Welcome to Subject’s weekly news roundup. We present you the essential headlines, local and beyond.

New York State lawmakers have ratified new congressional districts.

The new districts reflect the results of the 2020 census, and relatedly, the continuing loss of upstate population. GOP officials are arguing that the redistricting process, controlled by Democratic majorities in both the Assembly and Senate, aimed to hurt Republicans. Democrats countered that the plan complied with the State Constitution and statutory rules, adding that it rectified decades of Republican-led gerrymandering. 

The Supreme Court has reinstated an Alabama Congressional map that a lower court previously struck down for diluting the power of black voters.

A special three-judge court had ordered lawmakers to redraw the lines, stating that black voters “have less opportunity” to elect their favored candidates than other voters in Alabama under the proposed map. The Supreme Court voted 5-4 to reinstate the map, with Chief Justice John Roberts siding with the court’s three liberal members in dissent. In earlier decisions, the Supreme Court gutted crucial sections of the Voting Rights Act, making it easier for state officials to dilute votes on the basis of race. Representative Chris England, Chair of the Alabama Democrats, stated, “If there ever was a time for Congress to act on voting rights legislation, now would be it. Make no mistake, this is not a good outcome. Tonight, we feel the sorrow that comes from watching our forebearers’ hard-won work be wiped out with a stroke of a pen from the shadows.” Justice Kagan stated of the Court’s decision, “It does a disservice to black Alabamians who under that precedent have had their electoral power diminished — in violation of a law this court once knew to buttress all of American democracy.”

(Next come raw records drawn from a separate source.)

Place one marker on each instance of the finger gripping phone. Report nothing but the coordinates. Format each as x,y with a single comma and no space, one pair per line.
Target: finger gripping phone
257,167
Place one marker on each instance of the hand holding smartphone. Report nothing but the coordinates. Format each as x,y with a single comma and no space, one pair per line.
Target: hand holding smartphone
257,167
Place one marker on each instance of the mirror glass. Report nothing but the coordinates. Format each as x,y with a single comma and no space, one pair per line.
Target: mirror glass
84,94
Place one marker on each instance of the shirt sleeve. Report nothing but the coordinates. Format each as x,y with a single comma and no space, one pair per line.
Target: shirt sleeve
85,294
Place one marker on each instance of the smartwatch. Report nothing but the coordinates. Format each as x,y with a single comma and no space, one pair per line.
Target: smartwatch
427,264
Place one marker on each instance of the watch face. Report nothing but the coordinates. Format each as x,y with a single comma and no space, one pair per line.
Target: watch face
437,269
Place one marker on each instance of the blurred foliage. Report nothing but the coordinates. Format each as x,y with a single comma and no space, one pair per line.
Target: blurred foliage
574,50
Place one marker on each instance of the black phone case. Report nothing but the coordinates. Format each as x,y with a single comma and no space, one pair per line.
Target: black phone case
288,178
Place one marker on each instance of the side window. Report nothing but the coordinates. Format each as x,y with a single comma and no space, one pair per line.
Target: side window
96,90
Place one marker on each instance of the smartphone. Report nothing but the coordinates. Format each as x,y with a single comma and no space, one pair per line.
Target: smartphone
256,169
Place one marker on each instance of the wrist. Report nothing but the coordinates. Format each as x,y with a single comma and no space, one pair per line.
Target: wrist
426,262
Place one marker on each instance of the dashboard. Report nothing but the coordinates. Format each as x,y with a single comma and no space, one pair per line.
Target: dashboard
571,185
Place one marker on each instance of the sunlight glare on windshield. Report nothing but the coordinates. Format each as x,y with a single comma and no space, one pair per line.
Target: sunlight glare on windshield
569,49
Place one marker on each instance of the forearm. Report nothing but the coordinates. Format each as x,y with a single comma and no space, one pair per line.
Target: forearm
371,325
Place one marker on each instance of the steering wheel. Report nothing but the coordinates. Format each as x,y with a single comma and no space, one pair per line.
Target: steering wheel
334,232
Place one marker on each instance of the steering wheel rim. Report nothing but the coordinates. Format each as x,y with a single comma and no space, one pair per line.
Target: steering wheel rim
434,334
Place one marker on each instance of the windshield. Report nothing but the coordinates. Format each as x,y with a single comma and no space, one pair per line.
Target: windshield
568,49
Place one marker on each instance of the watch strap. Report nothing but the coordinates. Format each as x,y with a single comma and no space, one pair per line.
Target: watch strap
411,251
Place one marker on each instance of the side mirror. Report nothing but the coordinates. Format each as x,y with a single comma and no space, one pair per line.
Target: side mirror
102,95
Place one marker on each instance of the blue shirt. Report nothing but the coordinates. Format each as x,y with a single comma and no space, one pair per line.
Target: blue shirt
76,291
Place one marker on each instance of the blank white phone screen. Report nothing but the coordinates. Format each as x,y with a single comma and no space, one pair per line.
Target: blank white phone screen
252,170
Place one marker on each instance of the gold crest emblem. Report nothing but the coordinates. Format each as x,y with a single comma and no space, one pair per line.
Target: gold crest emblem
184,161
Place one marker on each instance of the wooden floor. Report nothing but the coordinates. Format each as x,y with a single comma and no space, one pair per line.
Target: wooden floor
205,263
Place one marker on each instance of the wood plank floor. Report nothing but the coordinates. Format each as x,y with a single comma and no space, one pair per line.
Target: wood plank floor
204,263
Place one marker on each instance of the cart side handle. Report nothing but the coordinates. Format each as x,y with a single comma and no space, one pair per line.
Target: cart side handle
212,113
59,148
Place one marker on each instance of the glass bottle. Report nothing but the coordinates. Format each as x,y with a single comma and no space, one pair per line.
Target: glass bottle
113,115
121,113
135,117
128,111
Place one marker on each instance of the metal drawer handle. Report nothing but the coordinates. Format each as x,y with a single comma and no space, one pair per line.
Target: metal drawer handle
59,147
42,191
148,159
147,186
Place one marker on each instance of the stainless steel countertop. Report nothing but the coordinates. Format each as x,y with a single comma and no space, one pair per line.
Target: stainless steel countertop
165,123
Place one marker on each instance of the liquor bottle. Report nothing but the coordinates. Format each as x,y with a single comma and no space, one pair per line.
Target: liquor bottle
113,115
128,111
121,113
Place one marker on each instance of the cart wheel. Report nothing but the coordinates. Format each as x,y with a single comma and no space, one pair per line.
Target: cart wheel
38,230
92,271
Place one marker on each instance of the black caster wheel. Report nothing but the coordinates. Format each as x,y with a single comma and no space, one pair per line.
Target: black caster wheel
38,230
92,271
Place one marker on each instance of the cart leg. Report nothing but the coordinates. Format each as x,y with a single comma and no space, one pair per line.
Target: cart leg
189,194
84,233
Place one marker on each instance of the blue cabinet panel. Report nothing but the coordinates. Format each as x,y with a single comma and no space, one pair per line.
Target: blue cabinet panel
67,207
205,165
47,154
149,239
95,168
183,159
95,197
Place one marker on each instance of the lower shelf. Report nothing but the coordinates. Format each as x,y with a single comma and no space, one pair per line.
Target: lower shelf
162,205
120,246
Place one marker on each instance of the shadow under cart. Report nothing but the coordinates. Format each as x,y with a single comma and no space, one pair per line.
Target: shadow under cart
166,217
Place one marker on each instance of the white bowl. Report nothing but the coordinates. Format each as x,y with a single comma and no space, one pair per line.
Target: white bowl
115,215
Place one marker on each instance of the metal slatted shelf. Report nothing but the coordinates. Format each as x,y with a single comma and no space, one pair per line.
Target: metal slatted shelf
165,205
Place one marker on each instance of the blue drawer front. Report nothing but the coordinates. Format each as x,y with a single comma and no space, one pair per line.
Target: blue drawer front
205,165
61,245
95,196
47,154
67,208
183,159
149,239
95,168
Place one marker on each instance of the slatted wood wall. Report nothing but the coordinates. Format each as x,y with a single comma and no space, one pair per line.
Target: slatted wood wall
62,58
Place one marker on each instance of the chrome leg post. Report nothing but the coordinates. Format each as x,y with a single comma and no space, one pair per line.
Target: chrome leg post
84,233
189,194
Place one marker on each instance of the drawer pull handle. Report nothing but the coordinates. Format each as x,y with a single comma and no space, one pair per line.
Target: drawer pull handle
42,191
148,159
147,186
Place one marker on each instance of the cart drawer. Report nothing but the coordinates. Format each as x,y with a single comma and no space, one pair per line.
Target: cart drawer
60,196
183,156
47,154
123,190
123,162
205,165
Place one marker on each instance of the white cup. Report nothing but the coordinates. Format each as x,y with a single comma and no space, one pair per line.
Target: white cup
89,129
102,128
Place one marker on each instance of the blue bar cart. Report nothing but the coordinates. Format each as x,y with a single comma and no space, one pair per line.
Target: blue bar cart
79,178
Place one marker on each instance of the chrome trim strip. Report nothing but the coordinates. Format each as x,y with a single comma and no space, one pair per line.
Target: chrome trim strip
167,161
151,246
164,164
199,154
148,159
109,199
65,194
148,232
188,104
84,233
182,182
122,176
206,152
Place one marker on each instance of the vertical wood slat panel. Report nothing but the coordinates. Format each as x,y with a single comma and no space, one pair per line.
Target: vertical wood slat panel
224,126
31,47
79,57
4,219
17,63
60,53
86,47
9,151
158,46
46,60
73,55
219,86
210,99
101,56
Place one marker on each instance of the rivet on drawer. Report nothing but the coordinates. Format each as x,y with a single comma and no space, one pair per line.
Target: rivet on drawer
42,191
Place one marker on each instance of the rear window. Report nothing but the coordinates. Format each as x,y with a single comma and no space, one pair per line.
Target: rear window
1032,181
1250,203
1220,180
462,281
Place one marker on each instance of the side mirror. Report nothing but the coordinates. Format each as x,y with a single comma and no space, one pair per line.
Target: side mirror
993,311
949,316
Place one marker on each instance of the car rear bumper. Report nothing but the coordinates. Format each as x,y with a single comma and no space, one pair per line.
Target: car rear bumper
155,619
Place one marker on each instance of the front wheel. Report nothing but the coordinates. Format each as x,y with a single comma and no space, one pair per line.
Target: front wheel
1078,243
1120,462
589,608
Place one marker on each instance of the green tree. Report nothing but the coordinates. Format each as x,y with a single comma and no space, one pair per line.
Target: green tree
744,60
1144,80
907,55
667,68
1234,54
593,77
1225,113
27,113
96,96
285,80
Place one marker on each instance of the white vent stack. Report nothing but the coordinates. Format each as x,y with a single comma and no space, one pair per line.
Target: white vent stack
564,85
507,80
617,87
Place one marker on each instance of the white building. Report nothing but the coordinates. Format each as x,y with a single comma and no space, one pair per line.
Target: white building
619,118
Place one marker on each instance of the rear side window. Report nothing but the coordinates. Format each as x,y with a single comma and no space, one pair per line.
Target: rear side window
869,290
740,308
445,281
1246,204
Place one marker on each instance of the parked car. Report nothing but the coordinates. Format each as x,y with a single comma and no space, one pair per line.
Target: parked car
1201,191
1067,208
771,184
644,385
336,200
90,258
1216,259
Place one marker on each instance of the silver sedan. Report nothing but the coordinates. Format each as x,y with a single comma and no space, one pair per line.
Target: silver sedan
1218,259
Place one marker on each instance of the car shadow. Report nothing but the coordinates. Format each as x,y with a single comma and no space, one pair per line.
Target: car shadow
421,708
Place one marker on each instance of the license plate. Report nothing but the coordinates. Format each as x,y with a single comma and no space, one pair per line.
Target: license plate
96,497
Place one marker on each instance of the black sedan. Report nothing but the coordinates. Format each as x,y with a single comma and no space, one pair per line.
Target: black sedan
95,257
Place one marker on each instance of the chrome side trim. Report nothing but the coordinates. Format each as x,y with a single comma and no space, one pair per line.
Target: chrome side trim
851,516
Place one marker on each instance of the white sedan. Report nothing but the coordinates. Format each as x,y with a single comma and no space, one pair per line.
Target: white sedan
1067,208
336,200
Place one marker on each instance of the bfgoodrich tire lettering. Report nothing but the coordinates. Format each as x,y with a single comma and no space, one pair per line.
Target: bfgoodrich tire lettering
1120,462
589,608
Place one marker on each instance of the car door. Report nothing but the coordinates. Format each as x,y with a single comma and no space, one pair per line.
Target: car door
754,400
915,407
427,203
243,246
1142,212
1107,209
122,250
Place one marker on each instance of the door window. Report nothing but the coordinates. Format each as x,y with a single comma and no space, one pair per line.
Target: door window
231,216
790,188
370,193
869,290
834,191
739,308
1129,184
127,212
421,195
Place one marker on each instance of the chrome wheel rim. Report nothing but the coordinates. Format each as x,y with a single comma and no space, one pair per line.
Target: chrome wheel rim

Governor Hochul announced Wednesday that New York’s mask mandate for indoor public spaces is ending.

Beginning last Thursday, New Yorkers are longer required to wear masks or show proof of vaccination upon entering indoor locations. The statewide mask mandate, however, will still remain in place in schools, healthcare facilities and public transport. Additionally, local governments and businesses will be allowed to require their own mask mandates. Erie County Executive Mark Poloncarz stated Wednesday that the mask mandate in county buildings will continue for the time being, though the county would eventually follow the state’s lead in easing the mandate. Poloncarz’s office said in a statement that at the end of month “we will reconsider the need for such requirement based on the then designation of whether the county is at a low, moderate, substantial or high risk of Covid transmission.” 

McKinley High School went into lockdown on Wednesday following the stabbing of a student and shooting of a security guard.

The students inside the building were placed on lockdown while local, state and federal law enforcement surrounded the Elmwood Avenue campus. Additionally, armored SWAT vehicles, ambulances and helicopters surrounded the campus. “We are aggressively working this case,” said Deputy Police Commissioner Joseph Gramaglia. “We have a lot of investigators on this.”

The US and Canada face looming trade disruptions as far-right protesters blockade crucial border crossings.

The Canadian protesters, upset over vaccine mandates, have blocked some of the busiest routes linking Canada and the US. The auto industry in particular has suffered, as the Canadian and American auto sectors are integrated. The Ambassador bridge, which runs from Detroit to Windsor, Ontario, has been forced to partially shut down — and with it, some of $300 million worth of goods each day it carries, about a third of which are auto parts. Said Deep, a spokesman at Ford, said the blockade “hurts customers, autoworkers, suppliers, communities and companies on both sides of the border that are already two years into parts shortages resulting from the global semiconductor issue, Covid and more.” Jen Psaki, the White House press secretary, reiterated that the blockade posed a risk to auto industry supply chains in the US and Canada, adding that the administration was also tracking potential disruptions to agricultural exports from Michigan into Canada.